With these 3 basic queries under your belt, there’s no reason for you to have to miss a deadline while waiting for someone else to pull data for you again. They won’t do the whole job for you, but it should be enough to get you numbers for pivoting, graphing, and other applications of your analysis skills. I’ve written them all against an imaginary table of tomato sales data:
Get It All
select * from tomato_sales
In SQL, the simplest queries are often the most powerful. This grabs every row and every column of the table. If the table is under 50,000 rows, you should have no problem opening it in Excel. If it’s bigger, the program may slow down, depending on your RAM and what other applications are running.
Get a sample
select * from tomato_sales sample(1)
If getting every row would be too much for Excel to handle, or would take too long to run, the sample function (or its analog in whatever flavor of SQL you’re using) gets you a random set of rows to experiment with. Just tell it what percentage of rows you want (for example, this would return 1% of all rows), and you’ll have a lightning fast result.

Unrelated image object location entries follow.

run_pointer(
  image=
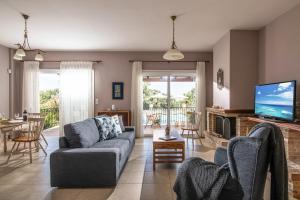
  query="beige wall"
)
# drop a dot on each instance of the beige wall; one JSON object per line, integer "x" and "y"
{"x": 221, "y": 59}
{"x": 4, "y": 80}
{"x": 237, "y": 54}
{"x": 116, "y": 67}
{"x": 243, "y": 68}
{"x": 279, "y": 49}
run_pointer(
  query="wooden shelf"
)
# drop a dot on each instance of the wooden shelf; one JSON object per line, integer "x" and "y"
{"x": 292, "y": 126}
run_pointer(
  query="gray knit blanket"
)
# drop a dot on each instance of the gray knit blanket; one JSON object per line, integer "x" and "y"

Bonus: If you’re not sure how long a query will take, I’ve found that many of them scale linearly as you increase the sample size, after about 10 seconds. For example, if a 3% sample takes 300 seconds, and a 5% sample takes 500 seconds, you can be pretty confident that the full query would take 10,000 seconds (167 minutes).
Order Your Results
select date, supermarket, revenue from tomato_sales order by supermarket, date
There are two columns that you’re interested in sorting by here, and the order is important. All of the rows from each supermarket will be grouped together and within that group they will be ordered by date. That will make it much easier to spot trends!
That’s it! I hope that reading this quick introduction pays off in spades.